Although it taught them some about the key problems, it didn’t cover enough of the issues or it provided data that they couldn’t necessarily use. This was because the problems were presented in a way where Intuit couldn’t solve that issue. They received so many different answers that Intuit knew they had to do something different.

The Self-Employed at Work

 This is when the Fatal Attraction strategy went to work. They literally followed many self-employed people into their homes and observed them at work rather than just working with the answers they had previously received. Suddenly, they started to see the customer problems more clearly.

For the self-employed person who often had no employees and worked as a freelancer, they would continue to keep their personal and business money together in one bank account. That meant they were leaving money on the table when it came to tax deductions and accounting for business expenses. That’s when the answer came to them about the real problems they had to solve for their customers.

Dog Food

For Chriss, he said there are two key things to do when working on that customer problem. The first is that a company must “eat their own dog food.” That means they need to go out and use their product just like the customer.

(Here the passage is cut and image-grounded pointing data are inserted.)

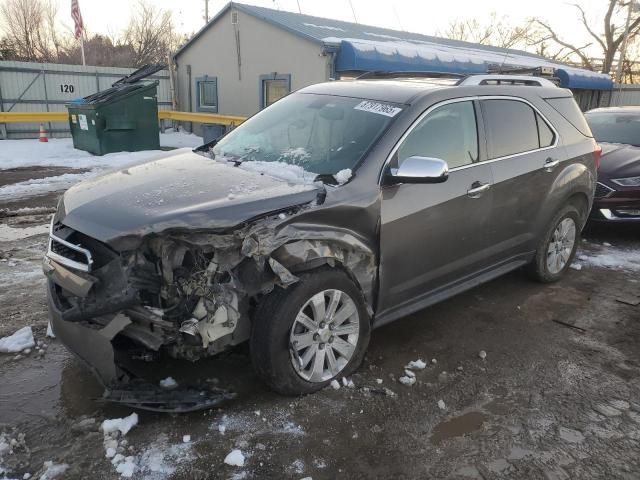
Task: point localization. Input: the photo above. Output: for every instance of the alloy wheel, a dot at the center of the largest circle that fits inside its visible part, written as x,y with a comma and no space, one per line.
561,245
324,335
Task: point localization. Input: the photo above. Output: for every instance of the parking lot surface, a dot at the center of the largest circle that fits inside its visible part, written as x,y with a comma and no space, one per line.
522,380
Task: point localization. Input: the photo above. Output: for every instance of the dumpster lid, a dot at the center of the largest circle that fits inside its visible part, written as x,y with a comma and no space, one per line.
110,94
139,74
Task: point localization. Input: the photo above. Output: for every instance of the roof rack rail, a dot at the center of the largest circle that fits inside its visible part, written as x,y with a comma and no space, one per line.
503,79
421,74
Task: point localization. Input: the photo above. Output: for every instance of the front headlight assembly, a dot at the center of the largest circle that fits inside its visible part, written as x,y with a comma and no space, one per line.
627,182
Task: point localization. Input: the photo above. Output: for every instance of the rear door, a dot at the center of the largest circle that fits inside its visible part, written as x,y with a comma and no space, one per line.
524,159
433,235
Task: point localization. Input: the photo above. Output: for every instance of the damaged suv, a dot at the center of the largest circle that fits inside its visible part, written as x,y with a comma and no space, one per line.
342,207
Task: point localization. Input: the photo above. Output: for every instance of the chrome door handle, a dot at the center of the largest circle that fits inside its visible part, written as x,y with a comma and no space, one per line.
478,189
550,164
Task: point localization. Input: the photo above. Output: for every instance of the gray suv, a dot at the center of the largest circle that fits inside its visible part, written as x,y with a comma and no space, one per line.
340,208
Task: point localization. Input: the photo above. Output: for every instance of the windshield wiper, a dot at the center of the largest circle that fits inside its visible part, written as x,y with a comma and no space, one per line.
326,178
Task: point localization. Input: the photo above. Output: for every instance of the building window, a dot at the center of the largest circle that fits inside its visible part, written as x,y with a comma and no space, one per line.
207,94
273,87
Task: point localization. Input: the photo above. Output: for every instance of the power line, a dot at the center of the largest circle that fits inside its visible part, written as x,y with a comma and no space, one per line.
355,19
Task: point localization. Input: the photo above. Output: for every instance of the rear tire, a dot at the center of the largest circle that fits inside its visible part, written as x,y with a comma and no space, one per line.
557,248
291,351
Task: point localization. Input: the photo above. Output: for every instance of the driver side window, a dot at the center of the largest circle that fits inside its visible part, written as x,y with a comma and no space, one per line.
449,133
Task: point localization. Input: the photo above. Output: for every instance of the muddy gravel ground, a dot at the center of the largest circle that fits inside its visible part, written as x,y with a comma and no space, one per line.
557,396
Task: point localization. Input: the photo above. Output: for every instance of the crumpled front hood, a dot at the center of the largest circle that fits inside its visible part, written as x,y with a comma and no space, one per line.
179,190
619,161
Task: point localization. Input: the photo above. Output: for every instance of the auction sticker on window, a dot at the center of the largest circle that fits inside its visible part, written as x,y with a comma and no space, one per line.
379,108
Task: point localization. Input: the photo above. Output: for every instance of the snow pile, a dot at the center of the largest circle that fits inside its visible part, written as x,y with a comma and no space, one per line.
295,155
416,365
123,425
250,425
347,382
161,459
324,27
168,383
8,234
611,257
50,333
44,185
179,139
343,176
235,458
406,380
20,340
112,429
293,174
59,152
53,470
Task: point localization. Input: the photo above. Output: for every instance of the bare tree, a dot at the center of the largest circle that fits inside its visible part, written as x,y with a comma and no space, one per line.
609,39
151,34
497,31
23,22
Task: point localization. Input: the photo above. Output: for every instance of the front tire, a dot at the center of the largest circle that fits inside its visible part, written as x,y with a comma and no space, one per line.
557,247
310,333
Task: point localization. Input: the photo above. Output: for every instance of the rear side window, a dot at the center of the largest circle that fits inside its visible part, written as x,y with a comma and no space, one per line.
545,134
511,127
568,108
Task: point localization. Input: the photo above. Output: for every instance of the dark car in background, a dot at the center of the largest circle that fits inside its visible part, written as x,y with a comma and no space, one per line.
617,130
340,208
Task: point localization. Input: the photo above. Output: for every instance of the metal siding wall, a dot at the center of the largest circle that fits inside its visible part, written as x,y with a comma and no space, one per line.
627,95
16,76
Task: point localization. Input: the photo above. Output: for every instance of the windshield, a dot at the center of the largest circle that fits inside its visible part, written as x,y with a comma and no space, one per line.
615,127
322,134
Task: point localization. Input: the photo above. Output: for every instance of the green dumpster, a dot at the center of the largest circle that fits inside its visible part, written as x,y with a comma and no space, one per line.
121,118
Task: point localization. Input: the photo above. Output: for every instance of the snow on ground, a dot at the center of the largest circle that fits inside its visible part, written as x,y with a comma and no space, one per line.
20,340
168,383
8,234
123,425
53,470
294,174
235,458
179,139
416,365
59,152
607,256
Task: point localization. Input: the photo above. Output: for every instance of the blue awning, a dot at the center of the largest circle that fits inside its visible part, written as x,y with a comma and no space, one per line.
355,55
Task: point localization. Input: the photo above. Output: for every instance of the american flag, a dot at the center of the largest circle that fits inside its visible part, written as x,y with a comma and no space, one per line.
77,18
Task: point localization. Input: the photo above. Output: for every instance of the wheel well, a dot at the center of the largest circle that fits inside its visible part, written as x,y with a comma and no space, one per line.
581,202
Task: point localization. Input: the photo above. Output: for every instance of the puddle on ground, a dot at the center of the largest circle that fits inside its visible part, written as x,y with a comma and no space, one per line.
45,387
457,427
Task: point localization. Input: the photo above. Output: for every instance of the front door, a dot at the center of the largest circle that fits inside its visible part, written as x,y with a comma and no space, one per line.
434,235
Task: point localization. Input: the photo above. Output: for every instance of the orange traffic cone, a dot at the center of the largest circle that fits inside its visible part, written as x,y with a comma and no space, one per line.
43,134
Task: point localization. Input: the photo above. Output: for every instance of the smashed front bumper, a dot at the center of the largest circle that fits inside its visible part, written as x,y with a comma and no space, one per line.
93,345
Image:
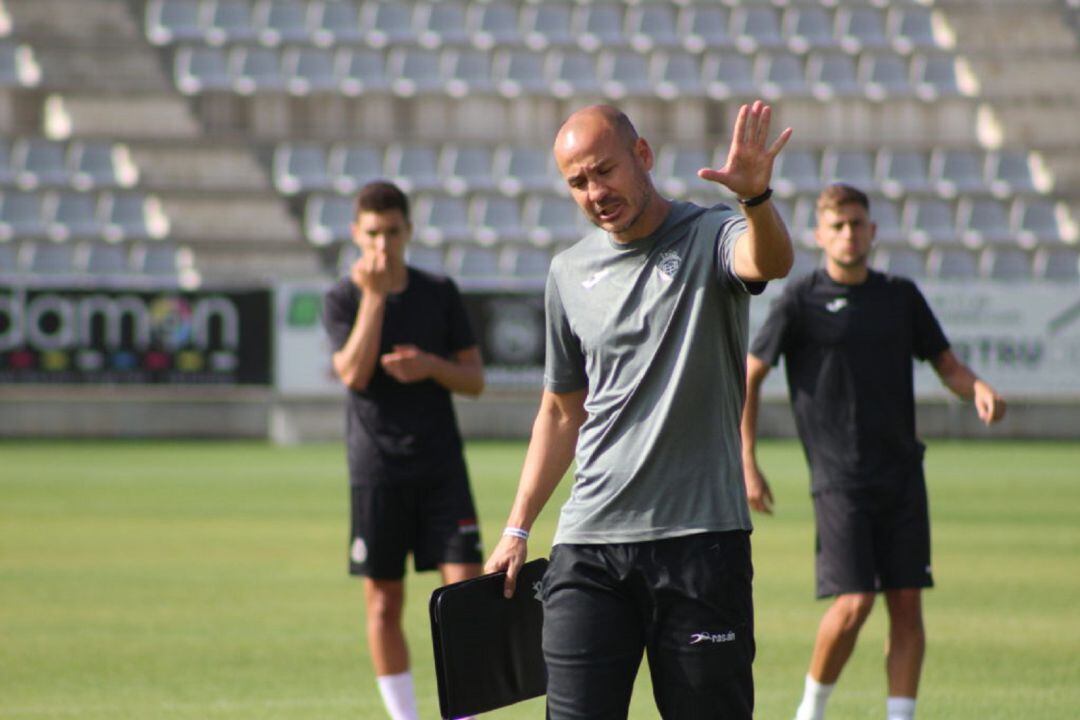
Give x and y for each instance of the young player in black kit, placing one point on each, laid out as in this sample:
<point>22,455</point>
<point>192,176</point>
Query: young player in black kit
<point>402,345</point>
<point>848,335</point>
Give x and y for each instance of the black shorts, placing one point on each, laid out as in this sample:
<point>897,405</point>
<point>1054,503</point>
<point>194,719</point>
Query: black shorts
<point>434,519</point>
<point>687,601</point>
<point>873,539</point>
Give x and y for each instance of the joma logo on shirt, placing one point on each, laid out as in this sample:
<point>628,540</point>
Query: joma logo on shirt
<point>698,638</point>
<point>669,263</point>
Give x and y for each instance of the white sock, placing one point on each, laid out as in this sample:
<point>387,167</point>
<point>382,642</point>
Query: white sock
<point>900,708</point>
<point>397,695</point>
<point>814,697</point>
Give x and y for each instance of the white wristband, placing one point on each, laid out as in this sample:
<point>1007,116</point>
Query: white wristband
<point>516,532</point>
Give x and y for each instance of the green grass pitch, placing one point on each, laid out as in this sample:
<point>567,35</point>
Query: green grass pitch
<point>206,581</point>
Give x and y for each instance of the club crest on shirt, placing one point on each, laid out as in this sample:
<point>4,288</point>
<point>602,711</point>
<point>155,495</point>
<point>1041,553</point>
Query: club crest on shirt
<point>667,263</point>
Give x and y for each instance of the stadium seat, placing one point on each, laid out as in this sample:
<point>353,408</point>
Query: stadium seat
<point>230,22</point>
<point>547,25</point>
<point>599,26</point>
<point>167,22</point>
<point>466,168</point>
<point>521,170</point>
<point>96,164</point>
<point>132,216</point>
<point>520,72</point>
<point>929,221</point>
<point>280,22</point>
<point>796,171</point>
<point>21,215</point>
<point>327,219</point>
<point>861,28</point>
<point>704,27</point>
<point>952,263</point>
<point>551,220</point>
<point>496,219</point>
<point>934,77</point>
<point>677,167</point>
<point>413,166</point>
<point>414,70</point>
<point>727,76</point>
<point>350,166</point>
<point>103,259</point>
<point>571,72</point>
<point>910,27</point>
<point>901,261</point>
<point>883,76</point>
<point>1040,220</point>
<point>429,259</point>
<point>40,163</point>
<point>468,72</point>
<point>983,221</point>
<point>675,75</point>
<point>361,71</point>
<point>832,75</point>
<point>957,172</point>
<point>852,166</point>
<point>494,25</point>
<point>442,24</point>
<point>49,258</point>
<point>651,27</point>
<point>256,70</point>
<point>388,24</point>
<point>442,220</point>
<point>624,73</point>
<point>525,263</point>
<point>299,168</point>
<point>200,69</point>
<point>1006,263</point>
<point>309,70</point>
<point>756,27</point>
<point>807,28</point>
<point>335,24</point>
<point>72,216</point>
<point>1060,265</point>
<point>902,173</point>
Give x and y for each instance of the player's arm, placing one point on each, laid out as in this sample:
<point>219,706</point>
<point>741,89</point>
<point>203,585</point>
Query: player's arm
<point>758,493</point>
<point>765,250</point>
<point>959,378</point>
<point>462,372</point>
<point>549,457</point>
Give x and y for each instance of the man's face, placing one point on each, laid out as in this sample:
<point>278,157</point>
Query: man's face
<point>608,178</point>
<point>846,234</point>
<point>382,232</point>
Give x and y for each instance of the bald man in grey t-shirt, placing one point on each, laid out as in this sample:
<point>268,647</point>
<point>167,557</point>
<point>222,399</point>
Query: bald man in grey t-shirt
<point>646,340</point>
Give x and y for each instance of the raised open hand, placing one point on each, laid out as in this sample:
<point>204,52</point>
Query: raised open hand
<point>748,167</point>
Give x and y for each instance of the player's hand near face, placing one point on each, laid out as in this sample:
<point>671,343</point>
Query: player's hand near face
<point>758,493</point>
<point>509,556</point>
<point>748,167</point>
<point>989,406</point>
<point>407,364</point>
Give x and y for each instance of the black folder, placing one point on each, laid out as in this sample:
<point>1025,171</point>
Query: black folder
<point>487,648</point>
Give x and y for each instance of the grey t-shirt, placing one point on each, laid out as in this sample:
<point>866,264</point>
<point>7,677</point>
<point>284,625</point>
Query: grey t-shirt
<point>656,329</point>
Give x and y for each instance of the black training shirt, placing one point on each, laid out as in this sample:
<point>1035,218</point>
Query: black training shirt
<point>401,432</point>
<point>848,353</point>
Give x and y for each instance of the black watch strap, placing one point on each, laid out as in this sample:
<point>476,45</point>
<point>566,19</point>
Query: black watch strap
<point>756,200</point>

For Intuit, many team members became self-employed like an Uber driver or joined Task Rabbit to be that customer and understand their problem from their shoes. By becoming part of the economy of self-employed, they discovered and understood the pain points much better.

Customer Care

From there, spend more time on customer care and not being afraid to talk to the customers that call the help line. Also, allow everyone to talk to customers because it can be very empowering to fix customer problems in real time. Chriss noted that developers were able to change code while the customer was on hold, have them refresh the page, and then listen to a delighted customer who was previously a very unhappy customer.

Biggest Problem First

Third, Chriss said that it is critical to focus on the bigger problem first even if there are many other problems you’ve identified that your team is itching to get started on. For Intuit, they need to solve the larger problem of mixing business and personal in one account by creating the self-employment version of Quickbooks. Then, they went onto other things like automating mileage tracking so people would use it.

New Opportunities

Fourth, Chriss said to look for all the places where your products can interact and create new opportunities for solving a customer problem rather than having to start from scratch on a completely new product. Use existing data to compile the insights that show you the customer problem that could be fixed through these product interactions.

Fifth, Chriss noted that this Fatal Attraction perspective is creepy but necessary for really getting to the heart of today’s customer problems. Often, customers don’t know how to describe their problems or provide you with what’s really bugging them.

Instead, you have to stalk them and use that surveillance method to get specific pain points. While it seems weird, he promises that customers will thank you in the end when you solve these problems.